How to get e-book discounts when you buy print

book-and-ebook-holding-hands

Many serious readers have gravitated towards e-books when the original Kindle was released in 2007. Over the last eight years many companies have begun to offer a wider variety of choice when it comes to hunting around for deals or participating in alternative ecosystems. There is a large segment of people who read both print and digital, with few discounts available when you want to bundle them together.

There is a severe lack of choice when it comes to buying the print edition and then getting the e-book. Normally, you have to buy both at full price, which can be financially draining. Well, there is some good news. There are a number of companies out there that give you discounts on the e-book when you buy the print version in either hardcover or paperback.

In 2013 Amazon launched a program called Kindle Matchbook that allows you to buy the e-book version of a print book. There are only around 100,000 titles enrolled in the program and the books had to be bought from Amazon and not a 3rd party seller. The cool thing about Matchbook is that all of participating books are retroactive, going back 18 years. The big hyping factor is the e-book costs $2.99 or less.
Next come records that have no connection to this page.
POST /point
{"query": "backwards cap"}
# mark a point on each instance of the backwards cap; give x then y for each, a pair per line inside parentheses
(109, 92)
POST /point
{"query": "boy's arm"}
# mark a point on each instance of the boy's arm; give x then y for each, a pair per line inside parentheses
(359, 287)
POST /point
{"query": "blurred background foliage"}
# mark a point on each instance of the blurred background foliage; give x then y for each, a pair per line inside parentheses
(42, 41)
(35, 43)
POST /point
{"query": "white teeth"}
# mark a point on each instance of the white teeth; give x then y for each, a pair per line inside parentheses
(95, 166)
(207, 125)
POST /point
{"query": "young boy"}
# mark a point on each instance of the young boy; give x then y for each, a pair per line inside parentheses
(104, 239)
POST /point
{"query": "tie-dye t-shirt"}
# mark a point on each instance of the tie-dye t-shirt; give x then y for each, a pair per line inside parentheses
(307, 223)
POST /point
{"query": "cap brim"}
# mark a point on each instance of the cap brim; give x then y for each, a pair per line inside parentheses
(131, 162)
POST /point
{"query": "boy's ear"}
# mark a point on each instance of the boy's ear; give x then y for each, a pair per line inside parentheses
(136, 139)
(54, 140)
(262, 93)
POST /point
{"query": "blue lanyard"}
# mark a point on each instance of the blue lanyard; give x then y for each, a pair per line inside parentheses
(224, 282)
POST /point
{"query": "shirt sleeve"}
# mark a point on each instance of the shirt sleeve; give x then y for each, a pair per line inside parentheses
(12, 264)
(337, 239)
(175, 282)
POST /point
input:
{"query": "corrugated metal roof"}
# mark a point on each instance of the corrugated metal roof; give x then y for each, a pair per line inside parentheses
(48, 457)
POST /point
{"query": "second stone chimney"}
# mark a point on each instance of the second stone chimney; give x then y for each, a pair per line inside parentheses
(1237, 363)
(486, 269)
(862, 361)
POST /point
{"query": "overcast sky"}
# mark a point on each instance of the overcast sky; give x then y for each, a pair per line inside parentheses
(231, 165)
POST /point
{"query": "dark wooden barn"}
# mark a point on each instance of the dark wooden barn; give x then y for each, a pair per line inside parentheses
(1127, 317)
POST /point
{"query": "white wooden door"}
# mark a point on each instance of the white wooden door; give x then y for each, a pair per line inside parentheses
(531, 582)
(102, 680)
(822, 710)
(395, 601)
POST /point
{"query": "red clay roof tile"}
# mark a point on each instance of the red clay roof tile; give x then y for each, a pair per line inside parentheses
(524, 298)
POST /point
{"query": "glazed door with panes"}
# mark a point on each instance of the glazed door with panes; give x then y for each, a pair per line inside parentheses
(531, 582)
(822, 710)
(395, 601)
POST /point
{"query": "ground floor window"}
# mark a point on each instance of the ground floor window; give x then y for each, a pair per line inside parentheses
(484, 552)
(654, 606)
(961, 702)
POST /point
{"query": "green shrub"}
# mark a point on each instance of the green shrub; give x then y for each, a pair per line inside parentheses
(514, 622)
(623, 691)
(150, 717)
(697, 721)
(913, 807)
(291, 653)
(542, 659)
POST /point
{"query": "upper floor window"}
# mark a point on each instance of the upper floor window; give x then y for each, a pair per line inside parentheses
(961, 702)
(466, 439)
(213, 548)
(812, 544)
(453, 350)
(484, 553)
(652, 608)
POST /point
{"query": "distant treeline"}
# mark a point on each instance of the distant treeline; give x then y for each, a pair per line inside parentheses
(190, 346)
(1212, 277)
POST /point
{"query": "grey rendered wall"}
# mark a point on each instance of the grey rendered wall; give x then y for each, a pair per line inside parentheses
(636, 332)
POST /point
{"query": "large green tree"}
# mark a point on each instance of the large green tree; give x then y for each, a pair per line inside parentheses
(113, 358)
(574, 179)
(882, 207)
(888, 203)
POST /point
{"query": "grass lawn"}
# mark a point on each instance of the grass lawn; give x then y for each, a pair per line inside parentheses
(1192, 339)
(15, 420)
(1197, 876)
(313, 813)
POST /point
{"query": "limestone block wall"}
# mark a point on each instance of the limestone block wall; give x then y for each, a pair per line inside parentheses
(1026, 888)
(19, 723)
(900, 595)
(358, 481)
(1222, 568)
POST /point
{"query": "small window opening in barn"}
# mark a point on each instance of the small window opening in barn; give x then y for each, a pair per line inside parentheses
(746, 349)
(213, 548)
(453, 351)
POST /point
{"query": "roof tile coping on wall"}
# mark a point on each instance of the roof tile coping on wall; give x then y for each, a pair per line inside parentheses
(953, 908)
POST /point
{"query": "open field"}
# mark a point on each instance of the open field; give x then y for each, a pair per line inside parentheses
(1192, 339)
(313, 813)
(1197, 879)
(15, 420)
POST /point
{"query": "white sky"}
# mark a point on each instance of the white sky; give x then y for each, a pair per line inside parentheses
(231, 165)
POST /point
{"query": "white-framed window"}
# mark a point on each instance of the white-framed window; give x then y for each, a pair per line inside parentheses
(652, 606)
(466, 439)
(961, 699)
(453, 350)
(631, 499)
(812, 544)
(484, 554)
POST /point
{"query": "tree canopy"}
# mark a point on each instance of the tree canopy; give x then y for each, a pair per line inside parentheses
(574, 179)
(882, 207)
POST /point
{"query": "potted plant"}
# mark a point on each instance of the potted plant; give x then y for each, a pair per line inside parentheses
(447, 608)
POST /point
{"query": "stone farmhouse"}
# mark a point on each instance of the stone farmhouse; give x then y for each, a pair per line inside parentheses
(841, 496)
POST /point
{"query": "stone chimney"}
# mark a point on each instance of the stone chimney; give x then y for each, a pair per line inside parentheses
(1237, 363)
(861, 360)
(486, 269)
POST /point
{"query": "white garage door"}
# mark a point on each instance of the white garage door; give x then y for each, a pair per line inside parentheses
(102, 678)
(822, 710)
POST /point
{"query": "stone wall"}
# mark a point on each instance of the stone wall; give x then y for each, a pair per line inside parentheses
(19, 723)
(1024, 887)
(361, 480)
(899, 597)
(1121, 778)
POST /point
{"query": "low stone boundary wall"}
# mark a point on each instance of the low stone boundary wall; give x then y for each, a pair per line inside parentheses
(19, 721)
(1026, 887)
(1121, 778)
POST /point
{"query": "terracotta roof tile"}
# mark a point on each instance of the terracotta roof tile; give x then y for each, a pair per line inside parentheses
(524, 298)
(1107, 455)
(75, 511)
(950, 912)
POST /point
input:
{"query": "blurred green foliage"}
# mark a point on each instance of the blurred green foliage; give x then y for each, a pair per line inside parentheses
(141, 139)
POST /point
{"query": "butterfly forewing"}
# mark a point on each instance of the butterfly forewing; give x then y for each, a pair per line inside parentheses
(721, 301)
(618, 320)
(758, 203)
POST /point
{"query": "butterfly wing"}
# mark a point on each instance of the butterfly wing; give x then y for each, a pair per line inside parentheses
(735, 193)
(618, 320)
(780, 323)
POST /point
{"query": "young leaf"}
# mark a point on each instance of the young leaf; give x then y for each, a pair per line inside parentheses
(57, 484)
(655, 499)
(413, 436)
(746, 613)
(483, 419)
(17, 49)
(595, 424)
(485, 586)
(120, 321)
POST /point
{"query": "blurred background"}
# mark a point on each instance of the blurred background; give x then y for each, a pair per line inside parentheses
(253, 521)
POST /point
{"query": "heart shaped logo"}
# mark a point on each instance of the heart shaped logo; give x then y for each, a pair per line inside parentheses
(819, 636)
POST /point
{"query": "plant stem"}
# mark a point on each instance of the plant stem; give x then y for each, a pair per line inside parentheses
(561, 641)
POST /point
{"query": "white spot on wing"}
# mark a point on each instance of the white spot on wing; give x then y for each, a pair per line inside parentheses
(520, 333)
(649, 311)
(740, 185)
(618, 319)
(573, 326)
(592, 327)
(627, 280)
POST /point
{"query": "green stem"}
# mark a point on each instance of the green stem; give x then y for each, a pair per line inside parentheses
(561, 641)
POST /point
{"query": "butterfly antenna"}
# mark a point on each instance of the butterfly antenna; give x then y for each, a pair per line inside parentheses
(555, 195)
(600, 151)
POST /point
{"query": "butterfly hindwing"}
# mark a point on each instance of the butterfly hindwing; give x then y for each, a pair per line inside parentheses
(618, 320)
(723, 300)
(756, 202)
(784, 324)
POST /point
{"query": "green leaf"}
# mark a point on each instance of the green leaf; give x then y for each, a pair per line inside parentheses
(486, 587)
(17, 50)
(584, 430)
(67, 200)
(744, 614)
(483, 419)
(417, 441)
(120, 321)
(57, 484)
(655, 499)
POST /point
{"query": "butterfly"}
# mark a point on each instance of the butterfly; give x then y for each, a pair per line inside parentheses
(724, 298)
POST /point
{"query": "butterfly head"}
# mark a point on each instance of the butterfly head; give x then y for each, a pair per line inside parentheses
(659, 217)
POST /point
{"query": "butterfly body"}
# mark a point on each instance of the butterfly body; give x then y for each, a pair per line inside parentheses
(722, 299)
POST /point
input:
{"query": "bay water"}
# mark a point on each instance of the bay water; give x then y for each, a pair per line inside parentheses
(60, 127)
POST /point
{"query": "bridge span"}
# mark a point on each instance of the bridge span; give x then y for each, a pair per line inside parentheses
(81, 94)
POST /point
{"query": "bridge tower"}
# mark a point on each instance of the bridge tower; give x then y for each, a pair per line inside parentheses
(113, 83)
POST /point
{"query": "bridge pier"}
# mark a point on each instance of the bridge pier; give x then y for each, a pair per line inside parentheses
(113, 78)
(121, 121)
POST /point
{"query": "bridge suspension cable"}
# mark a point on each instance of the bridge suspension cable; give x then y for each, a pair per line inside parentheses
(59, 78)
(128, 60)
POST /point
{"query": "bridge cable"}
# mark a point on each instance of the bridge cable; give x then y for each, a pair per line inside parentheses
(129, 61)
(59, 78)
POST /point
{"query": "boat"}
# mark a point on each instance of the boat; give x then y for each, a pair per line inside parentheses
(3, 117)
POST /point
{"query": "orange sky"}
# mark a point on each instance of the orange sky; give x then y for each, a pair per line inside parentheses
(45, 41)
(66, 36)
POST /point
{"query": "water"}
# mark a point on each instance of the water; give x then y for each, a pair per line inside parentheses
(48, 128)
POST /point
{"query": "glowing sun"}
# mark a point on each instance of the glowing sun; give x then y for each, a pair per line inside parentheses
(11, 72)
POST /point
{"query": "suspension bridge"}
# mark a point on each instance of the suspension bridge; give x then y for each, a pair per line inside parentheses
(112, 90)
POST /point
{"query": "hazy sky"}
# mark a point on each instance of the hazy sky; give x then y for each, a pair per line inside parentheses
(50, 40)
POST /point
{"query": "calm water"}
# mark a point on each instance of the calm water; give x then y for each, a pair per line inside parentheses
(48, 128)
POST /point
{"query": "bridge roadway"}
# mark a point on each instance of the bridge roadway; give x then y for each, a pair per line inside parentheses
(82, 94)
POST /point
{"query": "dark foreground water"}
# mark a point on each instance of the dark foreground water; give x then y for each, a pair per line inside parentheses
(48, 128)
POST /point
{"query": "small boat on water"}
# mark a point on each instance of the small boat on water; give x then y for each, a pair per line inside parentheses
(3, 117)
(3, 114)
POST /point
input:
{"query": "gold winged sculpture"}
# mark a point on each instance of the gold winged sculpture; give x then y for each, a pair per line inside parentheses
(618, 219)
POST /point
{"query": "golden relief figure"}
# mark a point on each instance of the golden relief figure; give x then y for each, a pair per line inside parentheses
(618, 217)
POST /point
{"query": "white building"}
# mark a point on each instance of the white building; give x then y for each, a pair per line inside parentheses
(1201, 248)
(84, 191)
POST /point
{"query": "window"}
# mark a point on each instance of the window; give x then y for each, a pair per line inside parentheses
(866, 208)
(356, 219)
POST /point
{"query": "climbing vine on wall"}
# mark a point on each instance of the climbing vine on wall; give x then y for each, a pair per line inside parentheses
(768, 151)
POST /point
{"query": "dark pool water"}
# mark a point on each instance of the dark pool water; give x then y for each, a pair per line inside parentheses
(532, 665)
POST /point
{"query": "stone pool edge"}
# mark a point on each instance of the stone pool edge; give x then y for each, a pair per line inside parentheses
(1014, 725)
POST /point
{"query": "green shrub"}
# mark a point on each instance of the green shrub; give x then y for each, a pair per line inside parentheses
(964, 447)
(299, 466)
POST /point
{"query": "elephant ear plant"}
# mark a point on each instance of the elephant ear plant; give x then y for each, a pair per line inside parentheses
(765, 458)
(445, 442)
One of the downsides is that Matchbook is only limited to the United States and Amazon has no plan to expand it.

One of the most popular e-book bundling programs out there is run by a Vancouver, BC company called Bitlit. They have received some fairly large influxes of cash from a myriad of investors, including former Kobo CEO Michael Serbinis.

Readers take photos of their books’ spines on their shelves and send them to BitLit via an app, branded as Shelfie. The BitLit system then reads the spines and determines which books are available to the reader, either free or for a discounted price, as set by the publisher. In this way, readers who own print copies can obtain digital copies of them—and publishers capture new data on readers who were formerly only print customers. There are currently over 140,000 titles enrolled in the program.

In the end, these are the only two companies that offer any kind of discount when you have the print edition and want a discount on the e-book, a sad state of affairs.